I’d never given much thought to the logical, intuitive layout of a house. You find your way around a house so easily that its common sense is invisible. But by the end of an hour, its absence was becoming actively unpleasant. The effect reminded me of Shirley Jackson’s Hill House, whose walls just don’t meet at the right angle somehow, whose every room is subtly offensive to the senses.
And then there’s the earthquake-damaged section. I recall this coming in the middle of the tour, although I could be misremembering. During the 1906 quake, fireplaces collapsed and the walls shifted, making a door impossible to open, and Mrs. Winchester was trapped in a single room until the servants came to pry it open. She ordered the whole section of the house boarded up, and it was never repaired.

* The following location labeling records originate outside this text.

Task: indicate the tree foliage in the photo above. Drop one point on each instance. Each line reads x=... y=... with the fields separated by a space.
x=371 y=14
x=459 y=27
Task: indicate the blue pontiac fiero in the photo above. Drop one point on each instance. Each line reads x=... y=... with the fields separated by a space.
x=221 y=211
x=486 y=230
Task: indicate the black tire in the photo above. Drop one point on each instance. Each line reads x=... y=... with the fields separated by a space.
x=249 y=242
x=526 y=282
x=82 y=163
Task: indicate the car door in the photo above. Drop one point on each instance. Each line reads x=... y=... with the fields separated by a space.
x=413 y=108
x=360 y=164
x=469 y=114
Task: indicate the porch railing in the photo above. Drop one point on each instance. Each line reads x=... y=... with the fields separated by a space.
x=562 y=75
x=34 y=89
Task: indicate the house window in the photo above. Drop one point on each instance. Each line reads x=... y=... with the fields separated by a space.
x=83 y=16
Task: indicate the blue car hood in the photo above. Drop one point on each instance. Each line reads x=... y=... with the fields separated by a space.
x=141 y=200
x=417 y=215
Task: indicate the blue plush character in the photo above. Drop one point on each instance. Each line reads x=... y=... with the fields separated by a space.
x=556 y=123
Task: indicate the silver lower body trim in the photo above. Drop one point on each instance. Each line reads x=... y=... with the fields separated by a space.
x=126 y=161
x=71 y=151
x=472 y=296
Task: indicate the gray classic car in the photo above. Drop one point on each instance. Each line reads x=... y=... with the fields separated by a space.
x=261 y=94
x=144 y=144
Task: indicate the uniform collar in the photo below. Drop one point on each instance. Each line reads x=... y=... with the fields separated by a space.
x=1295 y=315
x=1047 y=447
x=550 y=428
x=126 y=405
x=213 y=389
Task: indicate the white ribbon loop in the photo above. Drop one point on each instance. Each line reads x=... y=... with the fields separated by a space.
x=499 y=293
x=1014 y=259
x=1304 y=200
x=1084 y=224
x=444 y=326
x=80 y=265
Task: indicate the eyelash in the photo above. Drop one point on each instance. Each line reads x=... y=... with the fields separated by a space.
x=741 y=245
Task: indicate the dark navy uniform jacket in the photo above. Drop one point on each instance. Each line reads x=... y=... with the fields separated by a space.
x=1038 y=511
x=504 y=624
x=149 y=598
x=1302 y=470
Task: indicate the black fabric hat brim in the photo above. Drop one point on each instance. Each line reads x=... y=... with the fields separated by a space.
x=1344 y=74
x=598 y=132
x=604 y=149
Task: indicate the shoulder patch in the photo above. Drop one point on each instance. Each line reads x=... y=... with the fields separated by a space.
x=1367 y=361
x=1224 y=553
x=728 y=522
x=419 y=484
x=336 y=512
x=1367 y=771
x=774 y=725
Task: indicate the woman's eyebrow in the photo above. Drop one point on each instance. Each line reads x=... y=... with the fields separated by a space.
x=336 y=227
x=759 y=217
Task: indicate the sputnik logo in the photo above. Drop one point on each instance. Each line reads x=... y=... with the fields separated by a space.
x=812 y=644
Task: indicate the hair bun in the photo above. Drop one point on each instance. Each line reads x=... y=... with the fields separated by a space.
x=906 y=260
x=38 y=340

I’m thinking PTSD is probably a better explanation for that than the “curse” our guide said she may have feared to call down by finishing her renovations, but either way, that part of the house is crumbling: the plaster is cracked, coming down in chunks, the ceiling a patchy mess.
I’ve had nightmares about an opulent house that dissolves into something less and less houselike – and more and more horrible – the further in you go. Peak creepiness in the whole tour was the moment I turned to look down a dark, roped-off corridor up there and a cold draft sighed down towards me, smelling powerfully of old wood and decaying paper.
You can look up the story about the “curse” on the house. I don’t care for it. It’s one of those sort of flat, shiny, moral stories that ties up every mystery and doesn’t leave any interesting questions hanging. But the house has a spookiness that endures; it defies the attempt at an explanation.